Watch @abcnews Chief WH correspondent @jonkarl say this week that a) the Mueller report will be “anti-climactic”; b) “Mueller did not go anywhere” with the Trump/Russia investigation the NYT reported; & c) Mueller likely found no evidence of collusion (his reporting, not mine): pic.twitter.com/DPGghyMZNL
— Glenn Greenwald (@ggreenwald) January 14, 2019
The waiting is the hardest part. But for those convinced that special counsel Robert Mueller‘s forthcoming report on Russian electoral interference and alleged obstruction of justice will result in fireworks clearing the collective horizon, all those hopes may just be for naught.
At least that’s how ABC News’ longtime Chief White House Correspondent Jonathan Karl sees things in the nation’s capital.

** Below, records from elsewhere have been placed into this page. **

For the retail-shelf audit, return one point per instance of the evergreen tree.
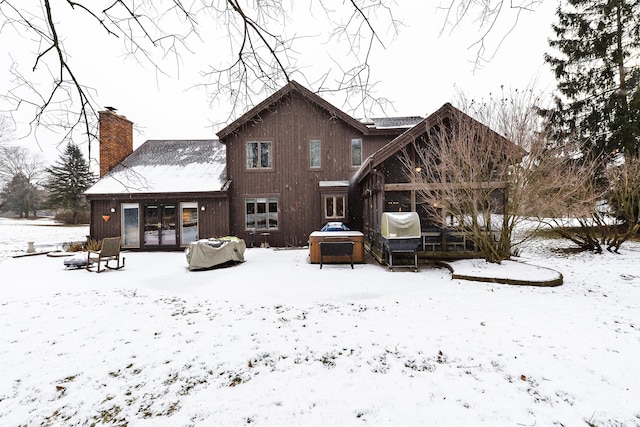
(68, 179)
(20, 195)
(598, 75)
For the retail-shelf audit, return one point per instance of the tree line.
(27, 185)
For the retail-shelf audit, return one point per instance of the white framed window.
(130, 225)
(259, 155)
(334, 207)
(315, 154)
(188, 222)
(356, 152)
(261, 213)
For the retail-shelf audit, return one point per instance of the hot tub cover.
(208, 253)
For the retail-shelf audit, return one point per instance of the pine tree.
(68, 179)
(20, 195)
(598, 75)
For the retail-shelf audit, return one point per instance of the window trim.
(334, 196)
(189, 205)
(311, 166)
(353, 165)
(123, 208)
(259, 166)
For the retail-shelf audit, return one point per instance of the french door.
(160, 225)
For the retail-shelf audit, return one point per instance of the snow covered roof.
(167, 166)
(392, 122)
(333, 184)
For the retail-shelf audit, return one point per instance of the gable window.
(188, 222)
(334, 207)
(315, 153)
(259, 155)
(130, 225)
(356, 152)
(261, 213)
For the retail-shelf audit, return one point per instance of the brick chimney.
(116, 139)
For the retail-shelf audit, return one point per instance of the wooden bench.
(337, 249)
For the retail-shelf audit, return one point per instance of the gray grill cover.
(208, 253)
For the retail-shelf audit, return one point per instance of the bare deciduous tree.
(490, 184)
(498, 18)
(261, 53)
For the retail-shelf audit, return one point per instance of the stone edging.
(521, 282)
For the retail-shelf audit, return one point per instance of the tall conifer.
(597, 67)
(68, 179)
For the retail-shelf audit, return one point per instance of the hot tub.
(322, 236)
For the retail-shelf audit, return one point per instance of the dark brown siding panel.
(289, 124)
(213, 221)
(100, 228)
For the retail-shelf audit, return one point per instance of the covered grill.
(401, 236)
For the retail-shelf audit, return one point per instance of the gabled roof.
(290, 87)
(167, 166)
(388, 150)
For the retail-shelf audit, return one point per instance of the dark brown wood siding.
(290, 124)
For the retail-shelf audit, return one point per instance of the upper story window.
(356, 152)
(261, 213)
(259, 155)
(315, 157)
(334, 207)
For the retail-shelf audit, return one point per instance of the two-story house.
(276, 174)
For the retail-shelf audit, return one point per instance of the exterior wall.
(116, 140)
(213, 221)
(290, 124)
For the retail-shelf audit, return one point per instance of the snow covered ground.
(276, 341)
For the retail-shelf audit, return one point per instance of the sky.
(277, 341)
(418, 71)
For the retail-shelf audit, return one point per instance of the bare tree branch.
(489, 17)
(261, 46)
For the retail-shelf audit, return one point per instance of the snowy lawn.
(276, 341)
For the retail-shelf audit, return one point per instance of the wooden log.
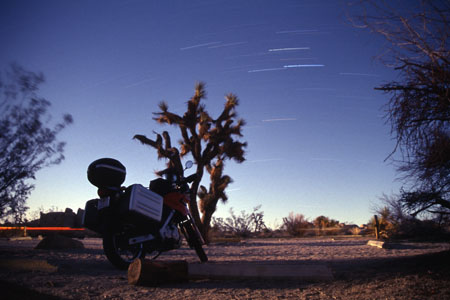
(307, 272)
(151, 273)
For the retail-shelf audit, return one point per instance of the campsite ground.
(410, 271)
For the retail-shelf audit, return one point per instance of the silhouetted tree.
(242, 225)
(27, 139)
(419, 107)
(296, 224)
(209, 141)
(324, 222)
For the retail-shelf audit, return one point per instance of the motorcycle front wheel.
(119, 252)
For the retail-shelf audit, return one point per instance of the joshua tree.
(209, 141)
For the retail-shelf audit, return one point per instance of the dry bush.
(296, 224)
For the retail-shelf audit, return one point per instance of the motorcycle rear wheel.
(119, 252)
(194, 241)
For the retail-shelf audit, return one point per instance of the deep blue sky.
(305, 78)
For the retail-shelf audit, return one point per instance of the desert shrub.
(243, 225)
(355, 231)
(296, 224)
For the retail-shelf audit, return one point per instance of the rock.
(59, 242)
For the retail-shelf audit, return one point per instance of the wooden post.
(151, 273)
(377, 228)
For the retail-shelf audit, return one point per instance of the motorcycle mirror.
(189, 164)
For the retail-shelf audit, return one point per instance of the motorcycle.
(137, 221)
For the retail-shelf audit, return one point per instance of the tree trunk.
(193, 206)
(206, 225)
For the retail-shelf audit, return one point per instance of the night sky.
(305, 77)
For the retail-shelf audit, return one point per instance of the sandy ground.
(411, 271)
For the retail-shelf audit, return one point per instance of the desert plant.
(296, 224)
(419, 108)
(28, 140)
(243, 225)
(210, 142)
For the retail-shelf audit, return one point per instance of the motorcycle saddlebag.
(141, 205)
(91, 218)
(106, 172)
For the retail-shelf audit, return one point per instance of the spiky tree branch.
(209, 141)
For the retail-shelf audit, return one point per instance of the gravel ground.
(410, 271)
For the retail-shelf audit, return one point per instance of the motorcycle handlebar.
(191, 178)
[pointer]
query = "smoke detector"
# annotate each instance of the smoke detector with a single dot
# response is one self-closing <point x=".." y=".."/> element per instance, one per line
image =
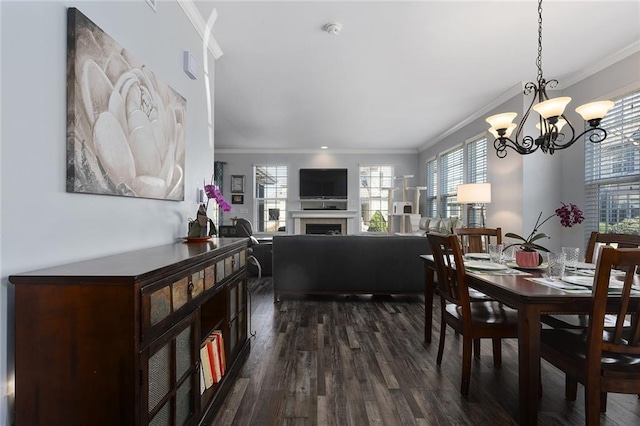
<point x="333" y="28"/>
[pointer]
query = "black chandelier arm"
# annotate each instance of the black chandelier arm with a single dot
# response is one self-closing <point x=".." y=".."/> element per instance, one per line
<point x="527" y="146"/>
<point x="594" y="134"/>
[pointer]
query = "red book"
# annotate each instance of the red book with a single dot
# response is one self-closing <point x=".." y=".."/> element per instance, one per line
<point x="223" y="362"/>
<point x="214" y="355"/>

Appearing on ABC’s This Week on Sunday, Karl offered his run down on the state of all things Mueller during a discussion about The New York Times‘ recent bombshell report that the Federal Bureau of Investigation (FBI) began a counterintelligence investigation Trump in May of 2017 in order to determine if the 45th president had been operating “on behalf of Russia against American interests” when he fired former FBI director James Comey.
Karl, who has served as ABC’s man in D.C. since 2012, was mostly dismissive of that report’s potentially broader implications. He said:
What I am getting is that this is all building up to the Mueller report and raising expectations of a bombshell report; there have been expectations that have been building for over a year on this. But people who are closest to what Mueller has been doing, who have interacted with the special counsel, caution me that this report is almost certain to be anti-climactic.
“That if you look at what the FBI was investigating in the New York Times report,” Karl noted. “Mueller did not go anywhere with that investigation. Mueller has been writing his report in real-time through these indictments. And we have seen nothing from Mueller on the central question of: ‘Was there any coordination, collusion with the Russians in the effort to to meddle in the elections’ or ‘Was there even any knowledge on the part of the president or anybody in his campaign with what the Russians were doing?’ There are no indications of that.”
Former Bill Clinton campaign and White House press secretary George Stephanopoulos then attempted to shift the narrative back towards collusion by listing several instances of Russia-adjacent news involving Trump and members of his orbit prior to election day in 2016. To wit: (1) Donald Trump Jr.’s infamous Trump Tower meeting with Russian nationals; (2) Paul Manafort‘s alleged sharing of Trump 2016 campaign polling data with a Russian political consultant; and (3) the Trump family’s concerted attempts to build a Trump Tower in Moscow.
“How does [all] that fit into this theory?” Stephanopoulos asked.
To which Karl replied:
Well, we’ve certainly seen over and over again is people around the president first of all willing to lie to investigators and had their own dealings with Russians; had their own agendas with Russians. Manafort was trying to get paid for his work on behalf of Ukraine. Flynn had his own dealings. But it has not added to up anything of that central question again: ‘Was there anybody–was the Trump campaign aware of or coordinating with the Russians in their effort to meddle with the election?’ So far, there’s been nothing on that end. I’m led to believe don’t expect there’s going to be anything.